Saturday, June 2, 2012
Benjamin Hanks, Bell-Maker
Near the western edge of the Cemetery (where some of the North Ridge's older lots lie adjacent to some of its most modern sections) is the grave of Colonel Benjamin Hanks.
Born in Mansfield, Connecticut in 1755, Benjamin Hanks served as a drummer during the Revolution and, in that role, took part in the march to Lexington in response to Paul Revere's alarm and later as a drummer with General Israel Putnam's Third Connecticut Regiment. He worked as an apprentice to Thomas Harland, a noted Norwich clockmaker, and he is said to have spent time working in a foundry owned by Paul Revere. During and after the war, he continued in the metal-smith’s trade making (according to an advertisement from the late 1770s) spurs, buckles, beads, hilts, clocks and watches, as well as general silver and gold work. Around 1780, he established a bell and cannon foundry in Mansfield.
Later, with his son Julius, he established a brass foundry in Gibbonsville, New York (now Watervliet). This new foundry, which began advertising its goods in 1808, was located in a hamlet just north of the future Rural Cemetery and later called West Troy, now part of the city of Watervliet. The foundry made an assortment of items, including tower clocks, surveying tools, and church bells.
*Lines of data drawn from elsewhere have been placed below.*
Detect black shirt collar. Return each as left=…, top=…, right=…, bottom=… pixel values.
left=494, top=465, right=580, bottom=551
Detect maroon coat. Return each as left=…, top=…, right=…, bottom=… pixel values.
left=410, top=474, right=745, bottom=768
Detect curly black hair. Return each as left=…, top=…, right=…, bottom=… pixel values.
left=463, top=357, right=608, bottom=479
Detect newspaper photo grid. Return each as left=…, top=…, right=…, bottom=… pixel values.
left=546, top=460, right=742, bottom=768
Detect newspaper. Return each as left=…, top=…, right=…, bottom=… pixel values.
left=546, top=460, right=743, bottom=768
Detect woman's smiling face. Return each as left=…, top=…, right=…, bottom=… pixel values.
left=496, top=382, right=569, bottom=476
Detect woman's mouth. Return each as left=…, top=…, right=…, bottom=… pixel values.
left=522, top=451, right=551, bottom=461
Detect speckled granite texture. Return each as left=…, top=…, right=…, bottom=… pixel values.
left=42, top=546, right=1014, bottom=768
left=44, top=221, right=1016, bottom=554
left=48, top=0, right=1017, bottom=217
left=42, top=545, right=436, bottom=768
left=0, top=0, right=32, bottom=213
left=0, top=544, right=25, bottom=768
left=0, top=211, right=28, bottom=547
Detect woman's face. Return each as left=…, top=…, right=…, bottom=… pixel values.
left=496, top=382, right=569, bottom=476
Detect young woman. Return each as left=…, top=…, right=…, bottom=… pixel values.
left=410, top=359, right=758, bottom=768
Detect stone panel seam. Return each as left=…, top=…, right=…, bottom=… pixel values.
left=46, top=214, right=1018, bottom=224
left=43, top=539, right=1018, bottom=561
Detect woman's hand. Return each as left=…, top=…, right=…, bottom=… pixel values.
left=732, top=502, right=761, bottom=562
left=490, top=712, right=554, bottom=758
One young man apprenticed at the Hanks' West Troy foundry was Andrew Meneely who would later establish his own foundry in Troy and become one of America's leading bell-makers. Meneely is also buried in the Rural Cemetery in a family lot on the Middle Ridge.
Colonel Hanks died at Troy in 1824 and buried Gibbonsville, just to the southwest of the current Watervliet Arsenal. His original grave site was badly neglected until it was removed to the Rural Cemetery through the efforts of the Daughters of the American Revolution in 1918. (See also The Old Arsenal Burying Grounds)
Colonel Benjamin Hanks, drummer of the Revolution and bell-maker, was said have been related to Nancy Hanks, the mother of Abraham Lincoln.